Meski komisi pemilihan Iran belum mengumumkan hasilnya, beberapa hasil menunjukkan kandidat loyalis Ayatollah Ali Khamenei mendapat keuntungan.
Oleh
·2 menit baca
Meski komisi pemilihan Iran belum mengumumkan hasilnya, beberapa hasil menunjukkan kandidat loyalis Ayatollah Ali Khamenei mendapat keuntungan. Pemilu legislatif berlangsung di Iran, Jumat (21/2/2020), untuk mengisi 290 kursi. Kementerian Dalam Negeri Iran menyatakan, para kandidat yang berafiliasi dengan Garda Revolusi pimpinan Ali Khamenei memenangi kursi.
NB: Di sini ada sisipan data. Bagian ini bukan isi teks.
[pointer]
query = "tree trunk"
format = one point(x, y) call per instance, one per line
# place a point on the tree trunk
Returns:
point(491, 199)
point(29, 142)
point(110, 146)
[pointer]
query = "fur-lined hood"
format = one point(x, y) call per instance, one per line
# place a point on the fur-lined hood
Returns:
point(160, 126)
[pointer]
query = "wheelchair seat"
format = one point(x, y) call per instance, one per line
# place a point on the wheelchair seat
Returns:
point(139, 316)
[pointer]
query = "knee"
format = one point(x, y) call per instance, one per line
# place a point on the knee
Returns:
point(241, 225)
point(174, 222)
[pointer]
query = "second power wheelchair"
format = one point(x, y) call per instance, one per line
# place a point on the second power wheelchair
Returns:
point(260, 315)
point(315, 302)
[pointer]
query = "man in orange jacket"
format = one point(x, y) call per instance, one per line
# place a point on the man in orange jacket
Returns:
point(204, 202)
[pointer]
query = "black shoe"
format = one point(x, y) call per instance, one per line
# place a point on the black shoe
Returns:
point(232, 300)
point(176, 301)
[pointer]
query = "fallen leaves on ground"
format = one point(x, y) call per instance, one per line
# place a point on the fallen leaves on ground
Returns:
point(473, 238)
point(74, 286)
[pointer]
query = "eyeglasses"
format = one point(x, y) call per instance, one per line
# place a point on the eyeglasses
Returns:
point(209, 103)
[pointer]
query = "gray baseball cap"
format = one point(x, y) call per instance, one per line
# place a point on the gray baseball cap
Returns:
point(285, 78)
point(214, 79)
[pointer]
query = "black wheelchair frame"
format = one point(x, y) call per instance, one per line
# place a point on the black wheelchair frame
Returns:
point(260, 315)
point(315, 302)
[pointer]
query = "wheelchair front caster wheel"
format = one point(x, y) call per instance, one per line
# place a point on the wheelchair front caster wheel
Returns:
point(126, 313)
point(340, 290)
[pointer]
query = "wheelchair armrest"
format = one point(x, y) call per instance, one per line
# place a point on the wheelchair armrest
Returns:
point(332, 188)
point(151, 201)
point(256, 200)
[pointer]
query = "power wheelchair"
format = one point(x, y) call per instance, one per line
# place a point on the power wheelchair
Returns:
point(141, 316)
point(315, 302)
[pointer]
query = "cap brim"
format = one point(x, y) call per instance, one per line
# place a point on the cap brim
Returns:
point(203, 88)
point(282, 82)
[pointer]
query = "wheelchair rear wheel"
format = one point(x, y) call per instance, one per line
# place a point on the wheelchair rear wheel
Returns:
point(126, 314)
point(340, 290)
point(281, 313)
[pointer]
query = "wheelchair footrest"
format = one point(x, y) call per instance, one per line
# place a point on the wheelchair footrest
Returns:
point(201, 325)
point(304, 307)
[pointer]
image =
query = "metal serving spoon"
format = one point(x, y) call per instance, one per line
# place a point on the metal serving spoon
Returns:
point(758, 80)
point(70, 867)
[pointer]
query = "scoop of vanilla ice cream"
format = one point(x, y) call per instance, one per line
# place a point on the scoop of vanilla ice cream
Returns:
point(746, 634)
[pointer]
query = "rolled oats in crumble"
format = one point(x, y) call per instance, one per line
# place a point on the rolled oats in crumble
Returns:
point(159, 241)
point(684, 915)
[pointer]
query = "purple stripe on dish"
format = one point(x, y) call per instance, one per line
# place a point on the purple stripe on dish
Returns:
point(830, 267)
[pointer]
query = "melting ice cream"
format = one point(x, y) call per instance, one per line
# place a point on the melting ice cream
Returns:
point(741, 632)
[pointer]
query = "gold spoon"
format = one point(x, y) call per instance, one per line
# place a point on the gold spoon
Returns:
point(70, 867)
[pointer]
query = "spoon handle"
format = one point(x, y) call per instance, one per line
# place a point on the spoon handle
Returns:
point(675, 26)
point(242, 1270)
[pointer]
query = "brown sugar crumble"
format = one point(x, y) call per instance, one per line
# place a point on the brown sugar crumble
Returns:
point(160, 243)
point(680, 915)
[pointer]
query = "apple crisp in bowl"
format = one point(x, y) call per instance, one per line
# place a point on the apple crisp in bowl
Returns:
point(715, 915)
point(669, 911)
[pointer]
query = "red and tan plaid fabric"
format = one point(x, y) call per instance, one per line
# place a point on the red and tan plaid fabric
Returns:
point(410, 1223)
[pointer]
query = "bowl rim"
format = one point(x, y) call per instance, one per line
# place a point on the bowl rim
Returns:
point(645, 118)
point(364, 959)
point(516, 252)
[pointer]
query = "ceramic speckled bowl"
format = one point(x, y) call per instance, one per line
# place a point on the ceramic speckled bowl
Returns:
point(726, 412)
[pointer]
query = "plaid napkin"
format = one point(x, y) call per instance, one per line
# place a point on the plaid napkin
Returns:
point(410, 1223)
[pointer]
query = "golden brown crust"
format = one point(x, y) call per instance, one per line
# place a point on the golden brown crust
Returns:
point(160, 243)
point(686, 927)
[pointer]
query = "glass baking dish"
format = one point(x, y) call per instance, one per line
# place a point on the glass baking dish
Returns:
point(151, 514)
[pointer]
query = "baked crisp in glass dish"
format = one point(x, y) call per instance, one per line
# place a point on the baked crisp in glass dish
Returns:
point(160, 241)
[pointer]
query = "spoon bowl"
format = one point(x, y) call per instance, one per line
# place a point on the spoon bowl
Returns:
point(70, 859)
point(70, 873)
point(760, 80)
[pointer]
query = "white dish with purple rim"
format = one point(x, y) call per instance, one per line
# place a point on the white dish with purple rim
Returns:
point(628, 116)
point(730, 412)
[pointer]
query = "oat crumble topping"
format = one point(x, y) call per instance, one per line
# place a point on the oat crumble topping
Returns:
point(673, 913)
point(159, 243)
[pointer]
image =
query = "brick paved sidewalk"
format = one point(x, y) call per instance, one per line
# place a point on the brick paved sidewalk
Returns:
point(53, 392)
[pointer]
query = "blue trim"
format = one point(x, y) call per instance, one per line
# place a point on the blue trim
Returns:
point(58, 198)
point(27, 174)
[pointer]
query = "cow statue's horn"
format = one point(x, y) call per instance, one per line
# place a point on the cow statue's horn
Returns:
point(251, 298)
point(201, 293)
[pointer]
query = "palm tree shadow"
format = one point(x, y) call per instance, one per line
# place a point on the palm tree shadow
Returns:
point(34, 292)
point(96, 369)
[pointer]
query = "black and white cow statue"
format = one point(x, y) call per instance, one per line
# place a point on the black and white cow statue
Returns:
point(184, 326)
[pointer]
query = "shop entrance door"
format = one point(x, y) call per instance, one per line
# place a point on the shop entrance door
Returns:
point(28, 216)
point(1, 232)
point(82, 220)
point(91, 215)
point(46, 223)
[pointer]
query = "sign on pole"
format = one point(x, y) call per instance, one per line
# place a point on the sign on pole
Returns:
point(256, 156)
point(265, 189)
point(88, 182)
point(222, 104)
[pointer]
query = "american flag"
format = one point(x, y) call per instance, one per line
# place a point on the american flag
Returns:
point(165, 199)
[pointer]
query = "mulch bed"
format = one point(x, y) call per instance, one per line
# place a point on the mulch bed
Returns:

Penghitungan tidak resmi oleh Reuters menunjukkan kelompok garis keras (berafiliasi dengan Garda Revolusi) meraih sekitar 178 kursi, kelompok independen 43 kursi, dan tokoh moderat 17 kursi. Di beberapa daerah pemilihan, kandidat yang gagal meraih 20 persen suara pada pemilu Jumat akan kembali berkompetisi pada putaran kedua bulan April.
Kemenangan kelompok garis keras yang loyal terhadap Pemimpin Tertinggi Iran Khamenei mengonfirmasi gagalnya politisi reformis dan moderat di Iran, menyusul keputusan Washington mundur dari Kesepakatan Nuklir 2015. Apalagi, Washington kembali menerapkan sanksi cukup berat yang menyulitkan perekonomian Iran.
Pemilu ini berlangsung di tengah kontroversi setelah Dewan Wali (Guardian Council) mendiskualifikasi sekitar 7.150 calon reformis, termasuk 81 calon yang menjadi anggota parlemen saat ini, menjelang pemilihan.
”Sangat tidak mungkin jika bukan mustahil bagi kelompok reformis untuk dapat memenangi suara lagi atau mendapatkan mayoritas di parlemen baru mengingat tingkat diskualifikasi kandidat mereka yang sangat besar,” kata Roya Hashemi, seorang siswa, kepada Al Jazeera. Hasil sementara menunjukkan, 14 calon yang dekat dengan mantan Presiden Ahmadinejad telah terpilih.
Jika parlemen dikuasai kelompok garis keras, bisa diartikan Khamenei dapat mengontrol penuh kekuasaan, kecuali lembaga kepresidenan. Parlemen sekarang dikuasai kelompok reformis, sedangkan pemilihan presiden digelar pada 2021 dengan kemungkinan tipis kelompok reformis bisa ikut pemilu presiden.
Bagi Khamenei, dominasi di parlemen sangat penting untuk menghadapi AS, dan beberapa kali unjuk rasa nasional hingga pemerintah menutup saluran internet.
Para pemilih di kota-kota besar tidak puas dengan kinerja baik reformis maupun garis keras.
Pemilu menjadi sarana untuk menyatukan sikap nasional Iran menghadapi ancaman AS dan unjuk rasa itu. Pengamat Timur Tengah dari Universitas Tennesee, Saeid Golkar, menyatakan, para pemilih di kota-kota besar tidak puas dengan kinerja baik reformis maupun garis keras.
”Mereka juga tidak yakin akan ada perubahan melalui pemilihan ini,” kata Golkar, asisten profesor ilmu politik itu.
Perekonomian Iran menghadapi tantangan berat sejak AS kembali memberikan sanksi. Berkali-kali unjuk rasa nasional dilancarkan, tetapi hingga kini tak ada perbaikan berarti, yang membuat warga Iran nyaris putus asa. Apatisme warga harus segera dijawab dan dicarikan jalan keluarnya jika Iran tak ingin terjerembap lebih dalam lagi, baik di bidang ekonomi maupun politik.